Remember that Bourbon Festival mentioned last post? It’s in the rearview mirror and I now have only memories. More accurately, I have only memories, lots of photos, and oodles of bourboncentric souvenirs. Though I won’t be pulling out the slide projector as did my grandparents after their vacations, I do have photos and stories to share. Should you be up for it, I offer you a bourbon cocktail (mojito? mint julep? Maybe you like it straight-up neat or on the rocks?) and a bourbon ball and invite you to sit back and read on.
First stop on the bourbon tour was ironically not bourbon-related at all. My husband and I swung through Chicago to see a few sites and, more excitedly, give me my first opportunity to make the real-life acquaintance of another blogger met here on WordPress. The Chicago experiences merit their own post, so will save those for another time.
Which brings us back to bourbon: As Bourbon Capital of the World, Bardstown, Kentucky has hosted the Bourbon Festival for 23 years. Recently named Most Beautiful Small Town in America by Rand McNally and USA TODAY, Bardstown deserves its honor and boasted cute shops, lovely houses, friendly folk, down-home restaurants with amazing Southern food. It welcomed festival-goers in style. Special events, music, vendors, a whiskey museum, art exhibits, stores overflowing with bourbon-themed merchandise, and restaurants putting bourbon to traditional and not-so-traditional uses–Bardstown had it all.

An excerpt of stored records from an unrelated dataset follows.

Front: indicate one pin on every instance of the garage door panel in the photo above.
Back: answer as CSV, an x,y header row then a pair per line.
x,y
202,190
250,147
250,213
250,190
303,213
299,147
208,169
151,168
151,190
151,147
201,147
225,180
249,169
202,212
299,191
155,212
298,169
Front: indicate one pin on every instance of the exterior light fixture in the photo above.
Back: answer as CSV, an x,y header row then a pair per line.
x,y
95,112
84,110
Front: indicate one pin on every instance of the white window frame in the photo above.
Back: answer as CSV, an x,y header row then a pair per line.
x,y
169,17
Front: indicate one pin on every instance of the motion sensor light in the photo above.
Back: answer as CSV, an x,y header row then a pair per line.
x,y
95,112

Our week consisted of tasty food and drink, distillery tours, lovely Kentucky landscapes, and shopping for all things bourbon. Besides coming home with bottles of favorite Kentucky whiskeys, we found…
There really are no words to describe this trademarked Kentucky Woods Bourbon Barrel Cake, but I’ll try: Boozy, moist, sweet, dense, rich. Whole cakes are sold in packaging made from barrels, but I was only willing to part with $3 for this enormous slice of heaven.
My expectations were low and I bought this novelty Twinkie out of curiosity alone. Turned out to be tasty!
At only $2 a package, this bourbon brittle was a steal. Better yet, it exceeded my expectations and I regret buying only one. Stay tuned as I’m already thinking through how to recreate it in my own kitchen.
With the tagline “Eat Your Bourbon,” Bourbon Barrel Foods can only be awesome.
From an earlier visit to Kentucky, I knew the Rebecca Ruth candy store in Frankfort was a must. What fun, then, to find this ice cream at a festival event held in a Bardstown park.
Desserts were never optional. A must-order was Kentucky Derby Pie, a doozy of a bourbon-chocolate pecan pie.
Lest you think we only ate our bourbon, let me offer the following:
We sidled up to the Kentucky Mint Julep Bar at the Chapeze House and met a lovely couple who invited us to join them. After visiting for hours, we left with an invitation to stop by their house for a drink the next day. Kentucky hospitality at its finest!
We were welcomed to this brunch, held on the distillery’s grounds, with a cocktail and an explanation that in Kentucky, folks start drinking their bourbon at 10 a.m. Well then. Cheers!
The Mixed Drink Challenge had six restaurants and five distilleries duking it out for best original bourbon punch. Judging these cocktails was a mixologist and cookbook author as well as Master Distillers from local distilleries.
What’s a meal in Bardstown without the post-dinner cocktail? We found a classic at Talboltt Tavern, a restaurant with serious history. Reputed to be the nation’s first stagecoach stop, it hosted historical greats such as a young Abraham Lincoln.
Jason Stark, mixologist at Louisville’s Martini Italian Bistro, took top honor in the Mixed Drink Challenge with his Rutledge Revenge, named for the Master Distiller at Four Roses. This win was one of many and his Final Gallop, also a prizewinner, was served after our distillery tour.
We came home sated, rested, inspired. Reentry has gone well enough, though “real life” is a bit more challenging than our week of leisure in America’s Most Beautiful Small Town. These memories–and the edible souvenirs–will serve me well and I’m honored to have shared them with you. Food for fun will most likely be talking bourbon for a while now, so I hope to see you back for more.